Jottings By An Employer's Lawyer

Wednesday, March 20, 2013

Stipulating Your Way Out of Federal Court


In certain parts of Texas, it is not uncommon for plaintiffs to stipulate that they will not demand or accept an amount in excess of $74,999.99 in order to avoid the amount in controversy requirement when the grounds for removal is diversity.

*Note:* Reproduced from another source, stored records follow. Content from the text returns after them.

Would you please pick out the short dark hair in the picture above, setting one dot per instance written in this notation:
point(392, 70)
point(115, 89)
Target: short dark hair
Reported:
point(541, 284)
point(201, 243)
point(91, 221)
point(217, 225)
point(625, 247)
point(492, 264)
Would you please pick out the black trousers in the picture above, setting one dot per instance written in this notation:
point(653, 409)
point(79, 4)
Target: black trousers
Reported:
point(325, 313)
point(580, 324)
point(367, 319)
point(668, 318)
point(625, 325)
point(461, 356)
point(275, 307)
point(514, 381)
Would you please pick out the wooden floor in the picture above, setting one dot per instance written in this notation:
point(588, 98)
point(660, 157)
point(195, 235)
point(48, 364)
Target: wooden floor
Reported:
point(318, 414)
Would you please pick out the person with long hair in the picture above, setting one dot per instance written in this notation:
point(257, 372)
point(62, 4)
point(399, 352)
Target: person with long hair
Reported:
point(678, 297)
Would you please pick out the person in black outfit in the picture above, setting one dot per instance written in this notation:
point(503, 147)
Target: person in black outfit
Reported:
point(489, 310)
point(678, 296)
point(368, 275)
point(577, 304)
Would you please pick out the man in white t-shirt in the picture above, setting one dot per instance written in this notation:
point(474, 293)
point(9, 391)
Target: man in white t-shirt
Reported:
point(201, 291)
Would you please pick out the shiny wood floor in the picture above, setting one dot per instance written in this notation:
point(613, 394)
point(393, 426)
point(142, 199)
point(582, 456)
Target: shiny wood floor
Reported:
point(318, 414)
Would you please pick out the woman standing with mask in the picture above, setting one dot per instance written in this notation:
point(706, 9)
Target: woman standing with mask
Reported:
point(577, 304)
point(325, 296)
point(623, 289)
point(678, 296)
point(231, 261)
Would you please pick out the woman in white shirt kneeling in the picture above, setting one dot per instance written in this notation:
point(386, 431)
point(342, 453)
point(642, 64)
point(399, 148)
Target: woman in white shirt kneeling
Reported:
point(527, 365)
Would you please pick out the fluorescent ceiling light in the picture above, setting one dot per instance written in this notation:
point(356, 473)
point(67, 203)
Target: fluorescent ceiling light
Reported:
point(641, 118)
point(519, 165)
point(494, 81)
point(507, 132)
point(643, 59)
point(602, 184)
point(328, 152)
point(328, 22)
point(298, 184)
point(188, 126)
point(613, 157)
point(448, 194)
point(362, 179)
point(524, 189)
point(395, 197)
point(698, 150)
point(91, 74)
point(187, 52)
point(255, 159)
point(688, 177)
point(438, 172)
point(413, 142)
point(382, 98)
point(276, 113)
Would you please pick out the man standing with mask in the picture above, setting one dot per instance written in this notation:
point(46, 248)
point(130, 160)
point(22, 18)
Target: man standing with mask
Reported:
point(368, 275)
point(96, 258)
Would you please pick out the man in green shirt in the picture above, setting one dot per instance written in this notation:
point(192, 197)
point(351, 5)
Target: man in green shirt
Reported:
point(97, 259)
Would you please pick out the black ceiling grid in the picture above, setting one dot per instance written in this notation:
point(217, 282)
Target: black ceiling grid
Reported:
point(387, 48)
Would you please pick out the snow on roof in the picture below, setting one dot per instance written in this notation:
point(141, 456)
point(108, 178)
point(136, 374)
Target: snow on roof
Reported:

It works, and yesterday was explicitly sanctioned by the U.S. Supreme Court in The Standard Fire Insurance Co. Knowles (3/20/13):
Knowles also points out that federal courts permit individual plaintiffs, who are the masters of their complaints, to avoid removal to federal court, and to obtain a remand to state court, by stipulating to amounts at issue that fall below the federal jurisdictional requirement. That is so.  ... But the key characteristic about those stipulations is that they are legally binding on all plaintiffs.
But that was really not the point of the holding, just an explanation along the way to the real holding of the Court in Knowles: a plaintiff filing a Rule 23 class action, can not avoid federal jurisdiction by stipulating to an amount in controversy less than the $5 million threshold for removal under the Class Action Fairness Act of 2005,  CAFA for short.

In a straight forward and unaminous decision, Justice Breyer makes a simple point. In order to avoid federal court the stipulation must be binding and no one has the power to bind future members of a class at the time of filing.